Municipalities also face significant demographic pressures. A large portion of the municipal workforce is approaching retirement, creating succession and leadership gaps. As a result, HR departments are investing in succession planning, leadership development, and knowledge transfer to maintain continuity while bringing in new talent.

Balancing Technology and Humanity

Service transformation often centres on leveraging technology, such as self-service portals, AI analytics, and automation, to enhance both the employee and public experience. But these innovations also raise fundamental questions in the workplace: What tasks should employees continue to perform? How do we reassure employees who fear job loss and help them adapt to new roles?

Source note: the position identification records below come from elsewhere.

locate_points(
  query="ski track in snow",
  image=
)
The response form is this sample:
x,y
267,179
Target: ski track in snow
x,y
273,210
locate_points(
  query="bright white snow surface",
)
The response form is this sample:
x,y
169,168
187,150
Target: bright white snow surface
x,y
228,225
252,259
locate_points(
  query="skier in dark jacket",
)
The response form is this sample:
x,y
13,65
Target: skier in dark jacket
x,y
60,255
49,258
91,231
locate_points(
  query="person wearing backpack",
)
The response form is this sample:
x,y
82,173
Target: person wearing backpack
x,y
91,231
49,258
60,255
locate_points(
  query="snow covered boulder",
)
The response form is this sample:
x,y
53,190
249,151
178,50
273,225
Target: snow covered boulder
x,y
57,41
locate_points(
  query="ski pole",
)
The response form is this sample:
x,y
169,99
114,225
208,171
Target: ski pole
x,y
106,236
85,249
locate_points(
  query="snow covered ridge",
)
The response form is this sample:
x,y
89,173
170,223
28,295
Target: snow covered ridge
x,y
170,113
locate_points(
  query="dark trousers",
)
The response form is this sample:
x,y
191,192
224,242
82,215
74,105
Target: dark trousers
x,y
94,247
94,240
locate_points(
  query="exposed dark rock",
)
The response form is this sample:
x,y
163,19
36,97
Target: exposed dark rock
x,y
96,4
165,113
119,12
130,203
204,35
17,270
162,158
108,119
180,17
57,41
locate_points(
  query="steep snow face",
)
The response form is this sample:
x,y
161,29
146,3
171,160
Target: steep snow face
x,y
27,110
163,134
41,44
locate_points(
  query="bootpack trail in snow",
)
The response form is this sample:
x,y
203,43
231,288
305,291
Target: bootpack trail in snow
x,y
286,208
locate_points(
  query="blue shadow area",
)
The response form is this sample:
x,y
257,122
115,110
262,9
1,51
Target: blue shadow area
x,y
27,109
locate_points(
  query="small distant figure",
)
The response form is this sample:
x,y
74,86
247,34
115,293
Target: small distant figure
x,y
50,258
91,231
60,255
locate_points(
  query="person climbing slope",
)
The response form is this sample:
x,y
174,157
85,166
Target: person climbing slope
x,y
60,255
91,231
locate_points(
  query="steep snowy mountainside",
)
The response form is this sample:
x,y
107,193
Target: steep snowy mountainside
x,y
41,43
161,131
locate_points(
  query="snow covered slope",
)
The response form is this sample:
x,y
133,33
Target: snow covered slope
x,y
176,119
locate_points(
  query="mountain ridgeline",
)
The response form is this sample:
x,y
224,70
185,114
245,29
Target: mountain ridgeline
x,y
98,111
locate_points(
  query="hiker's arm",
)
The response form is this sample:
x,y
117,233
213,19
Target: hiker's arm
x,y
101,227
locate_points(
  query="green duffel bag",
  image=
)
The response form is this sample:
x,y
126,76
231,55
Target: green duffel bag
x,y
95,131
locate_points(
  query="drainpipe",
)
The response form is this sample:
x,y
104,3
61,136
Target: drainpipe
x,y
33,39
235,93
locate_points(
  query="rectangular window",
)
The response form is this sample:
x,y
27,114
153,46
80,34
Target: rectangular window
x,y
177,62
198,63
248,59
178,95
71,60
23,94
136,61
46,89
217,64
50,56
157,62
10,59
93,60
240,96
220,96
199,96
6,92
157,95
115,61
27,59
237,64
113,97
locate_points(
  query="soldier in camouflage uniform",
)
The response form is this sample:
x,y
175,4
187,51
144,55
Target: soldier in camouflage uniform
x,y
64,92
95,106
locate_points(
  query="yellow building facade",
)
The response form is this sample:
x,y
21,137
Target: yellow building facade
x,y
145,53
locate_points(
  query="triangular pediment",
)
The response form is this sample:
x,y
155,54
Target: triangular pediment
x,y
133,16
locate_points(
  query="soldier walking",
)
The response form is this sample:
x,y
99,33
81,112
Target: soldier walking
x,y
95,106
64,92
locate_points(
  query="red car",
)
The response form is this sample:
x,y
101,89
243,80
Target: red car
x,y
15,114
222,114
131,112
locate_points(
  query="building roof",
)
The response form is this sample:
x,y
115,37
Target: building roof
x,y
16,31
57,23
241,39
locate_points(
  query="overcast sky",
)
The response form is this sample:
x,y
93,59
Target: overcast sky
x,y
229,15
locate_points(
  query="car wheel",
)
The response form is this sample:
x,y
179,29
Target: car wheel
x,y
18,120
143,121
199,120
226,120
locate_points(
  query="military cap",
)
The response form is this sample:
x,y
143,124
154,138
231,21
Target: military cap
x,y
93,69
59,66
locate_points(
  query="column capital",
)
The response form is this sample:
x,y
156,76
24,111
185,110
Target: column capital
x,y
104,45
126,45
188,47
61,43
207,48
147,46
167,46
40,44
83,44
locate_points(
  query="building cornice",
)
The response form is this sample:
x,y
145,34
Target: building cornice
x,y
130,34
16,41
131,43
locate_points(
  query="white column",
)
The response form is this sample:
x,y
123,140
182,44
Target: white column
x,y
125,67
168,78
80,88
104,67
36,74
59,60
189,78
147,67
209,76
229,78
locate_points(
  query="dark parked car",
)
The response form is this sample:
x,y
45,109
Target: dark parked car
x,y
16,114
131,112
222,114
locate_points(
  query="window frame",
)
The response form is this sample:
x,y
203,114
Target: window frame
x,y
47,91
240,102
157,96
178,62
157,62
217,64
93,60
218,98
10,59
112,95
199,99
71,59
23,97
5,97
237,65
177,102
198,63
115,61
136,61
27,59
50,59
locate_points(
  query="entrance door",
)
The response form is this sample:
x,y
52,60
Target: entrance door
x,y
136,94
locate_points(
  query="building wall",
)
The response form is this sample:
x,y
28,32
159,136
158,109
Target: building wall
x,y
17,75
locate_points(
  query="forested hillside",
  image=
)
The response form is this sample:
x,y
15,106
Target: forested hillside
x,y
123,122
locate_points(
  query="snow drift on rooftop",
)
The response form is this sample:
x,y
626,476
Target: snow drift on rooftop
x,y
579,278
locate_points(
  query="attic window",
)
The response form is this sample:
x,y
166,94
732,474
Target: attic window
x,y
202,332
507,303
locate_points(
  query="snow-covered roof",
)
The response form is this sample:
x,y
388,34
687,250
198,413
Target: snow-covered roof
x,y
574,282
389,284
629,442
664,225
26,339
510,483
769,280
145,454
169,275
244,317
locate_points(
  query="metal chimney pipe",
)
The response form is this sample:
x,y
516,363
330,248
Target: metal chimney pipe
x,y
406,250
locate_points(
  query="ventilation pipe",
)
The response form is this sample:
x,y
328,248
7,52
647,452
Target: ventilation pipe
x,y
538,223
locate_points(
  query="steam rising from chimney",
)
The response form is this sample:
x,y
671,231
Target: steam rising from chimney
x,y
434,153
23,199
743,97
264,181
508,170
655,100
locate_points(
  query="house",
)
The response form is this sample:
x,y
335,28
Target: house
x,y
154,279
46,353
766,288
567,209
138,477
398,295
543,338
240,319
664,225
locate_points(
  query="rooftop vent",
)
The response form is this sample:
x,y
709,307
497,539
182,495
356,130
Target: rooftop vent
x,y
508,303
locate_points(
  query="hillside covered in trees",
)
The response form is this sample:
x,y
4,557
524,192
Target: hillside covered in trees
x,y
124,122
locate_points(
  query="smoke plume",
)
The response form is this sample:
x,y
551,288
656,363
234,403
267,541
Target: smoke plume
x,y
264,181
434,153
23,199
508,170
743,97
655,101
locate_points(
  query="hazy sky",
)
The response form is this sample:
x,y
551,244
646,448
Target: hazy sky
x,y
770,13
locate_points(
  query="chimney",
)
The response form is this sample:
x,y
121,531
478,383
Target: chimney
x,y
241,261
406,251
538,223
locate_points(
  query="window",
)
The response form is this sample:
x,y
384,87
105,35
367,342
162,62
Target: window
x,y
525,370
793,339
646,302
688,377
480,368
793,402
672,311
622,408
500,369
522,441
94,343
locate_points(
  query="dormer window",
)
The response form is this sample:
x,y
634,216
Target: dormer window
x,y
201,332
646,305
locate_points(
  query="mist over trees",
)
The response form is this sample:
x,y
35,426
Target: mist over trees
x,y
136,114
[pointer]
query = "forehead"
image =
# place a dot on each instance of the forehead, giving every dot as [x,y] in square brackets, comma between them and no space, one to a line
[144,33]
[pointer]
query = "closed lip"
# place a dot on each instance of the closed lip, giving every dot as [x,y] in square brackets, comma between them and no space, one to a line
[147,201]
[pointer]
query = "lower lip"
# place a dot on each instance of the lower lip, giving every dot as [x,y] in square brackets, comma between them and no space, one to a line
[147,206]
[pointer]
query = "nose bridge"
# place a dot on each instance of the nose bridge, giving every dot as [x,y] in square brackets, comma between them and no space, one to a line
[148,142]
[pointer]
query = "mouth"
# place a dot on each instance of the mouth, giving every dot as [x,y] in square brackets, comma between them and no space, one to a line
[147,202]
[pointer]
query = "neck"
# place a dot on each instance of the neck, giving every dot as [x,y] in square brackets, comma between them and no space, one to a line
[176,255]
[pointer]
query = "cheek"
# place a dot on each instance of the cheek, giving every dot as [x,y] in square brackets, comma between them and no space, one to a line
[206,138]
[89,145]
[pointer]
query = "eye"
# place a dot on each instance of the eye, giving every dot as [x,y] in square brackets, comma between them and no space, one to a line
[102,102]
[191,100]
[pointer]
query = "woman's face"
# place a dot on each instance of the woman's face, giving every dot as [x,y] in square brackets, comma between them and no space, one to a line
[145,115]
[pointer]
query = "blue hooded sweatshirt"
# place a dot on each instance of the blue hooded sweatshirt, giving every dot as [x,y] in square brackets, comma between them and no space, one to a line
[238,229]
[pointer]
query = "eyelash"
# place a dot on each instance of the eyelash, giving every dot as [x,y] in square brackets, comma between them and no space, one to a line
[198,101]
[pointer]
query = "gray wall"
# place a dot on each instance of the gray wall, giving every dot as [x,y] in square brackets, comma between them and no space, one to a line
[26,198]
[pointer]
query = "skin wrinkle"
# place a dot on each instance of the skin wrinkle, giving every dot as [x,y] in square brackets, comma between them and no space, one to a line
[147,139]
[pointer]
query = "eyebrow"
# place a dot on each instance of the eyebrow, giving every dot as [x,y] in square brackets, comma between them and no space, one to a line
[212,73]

This is where HR’s value is irreplaceable. A strong HR function stabilizes the workforce during change. For example, HR can use AI to streamline recruitment while ensuring fairness and transparency. Governments are also beginning to regulate how technology is used in employment. For instance, beginning January 1, 2026, Ontario employers with 25 or more employees must include a statement in job postings if AI is used in recruitment.

Investing in HR as a Strategic Asset

Municipalities need to treat HR as a strategic investment, not a cost centre. Doing so means staffing HR teams adequately, empowering them to lead change, and equipping them with modern tools and data.

It also means investing in ongoing professional development: supporting HR practitioners through conferences, training, and peer learning so they can stay ahead of evolving trends in labour relations, technology, and organizational design. Municipal leaders should be asking: Does our HR team have the tools, influence, and insight to guide us through what’s next?

HR must stay ahead of the curve, helping municipalities anticipate change rather than scramble to catch up. When positioned strategically, HR becomes the bridge between people, technology, and purpose—ensuring that service transformation strengthens not only efficiency but the human foundation of public service.